Vice versa, when the rotary actuator 22 is decelerated (braking) the output ring gear 4 will accelerate with respect to the input ring gear 2 and hence induce a cam phase towards advance position.
Optionally, the input ring gear 2 can have with fewer instead of more teeth that the output ring gear 4. This will invert the cam phase change direction of the camshaft for the same actuator operation.
Various modifications and variations to the described embodiments of the invention will be apparent to those skilled in the art without departing from the scope of the invention as defined in the appended claims. Although the invention has been described in connection with specific preferred embodiments, it should be understood that the invention as claimed should not be unduly limited to such specific embodiments.

Claims

A cam phaser apparatus for transferring a driving torque from a driving member to a driven member and for selectively adjusting the angular relationship between the drive and driven members, said apparatus comprising a first ring gear connectable to said driven member, for example a camshaft, a second ring gear connectable to said driving member, for example a cam sprocket or pulley, said first and second ring gears being coaxially arranged alongside one another, said first ring gear having a different number of teeth than said second ring gear, and at least one first planetary gear supported on a planetary gear carrier, said at least one first planetary gear engaging both said first and second ring gears to transfer a driving torque therebetween, said planetary gear carrier being connected to an actuator for rotating the planetary gear carrier or applying a braking torque and/or a motoring torque to said planetary gear carrier to rotate said at least one first planetary gear with respect to said first and second ring gears to vary the angular relationship between the first and second ring gears.

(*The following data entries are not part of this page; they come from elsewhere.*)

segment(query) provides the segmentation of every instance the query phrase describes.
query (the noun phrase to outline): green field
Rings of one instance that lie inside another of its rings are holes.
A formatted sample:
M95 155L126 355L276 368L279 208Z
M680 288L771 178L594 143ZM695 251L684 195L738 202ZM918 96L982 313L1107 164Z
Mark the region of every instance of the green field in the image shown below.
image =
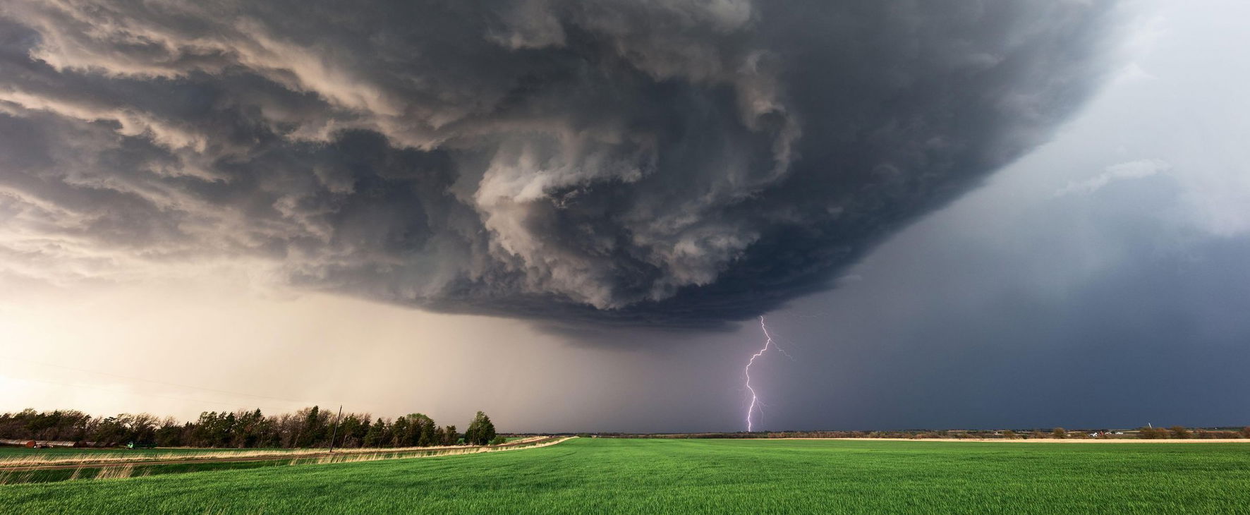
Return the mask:
M0 486L0 512L1246 512L1246 444L574 439Z

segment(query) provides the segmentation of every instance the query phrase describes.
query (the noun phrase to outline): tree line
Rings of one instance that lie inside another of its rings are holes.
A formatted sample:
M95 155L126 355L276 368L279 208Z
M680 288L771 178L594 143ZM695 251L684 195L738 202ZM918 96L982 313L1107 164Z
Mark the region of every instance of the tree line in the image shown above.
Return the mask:
M265 415L254 411L205 411L195 421L150 414L91 416L78 410L26 409L0 415L0 439L72 441L114 446L130 441L162 448L426 448L436 445L500 444L502 438L486 414L478 415L464 434L414 412L394 419L348 412L341 418L319 406ZM332 441L331 441L332 440Z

A cam phaser as claimed in claim 1, wherein said first and second ring gears have the same gear diameter.
A cam phaser as claimed in claim 2, wherein the first and second rings gears and said at least one first planetary gear have a gear profile adapted to permit said at least one first planetary gear to rotatably mesh with both said first and second ring gears.
A cam phaser as claimed in any preceding claim, wherein the first ring gear has two gear teeth more or less than the second ring gear to give a reduction ratio of 50:1.
A cam phaser as claimed in any of claims 1 to 3, wherein the first ring gear has three gear teeth more or less than the second ring gear to give a reduction ratio of 33:1.
A cam phaser as claimed in claim 4, wherein two of said first planetary gears are mounted on said gear carrier at locations spaced 180° from each other.
A cam phaser as claimed in claim 6, wherein said first ring gear is provided with 102 teeth and said second ring gear is provided with 100 teeth
A cam phaser as claimed in claim 6 or claim 7, wherein one or more intermediate planetary gears are mounted on the planetary gear carrier, said one or more intermediate planetary gears having a first gear segment meshing with said first ring gear and a second gear segment meshing with said second ring gear, said first and second gear segments having gear profiles radially offset from each other.
A cam phaser as claimed in claim 8, wherein each of said one or more intermediate planetary gears are provided at equi-spaced locations between said first planetary gears, wherein the gear offset between the first and second gear segments of the intermediate planetary gears is equal to 1/2 tooth.
A cam phaser as claimed in any preceding claim, wherein said planetary gear carrier and said second ring gear are rotatably supported on said first ring gear to enable the resulting gear assembly to be mounted directly onto a camshaft.
A cam phaser as claimed in claim 10, wherein the gear assembly is mounted to the camshaft using a single central mounting bolt.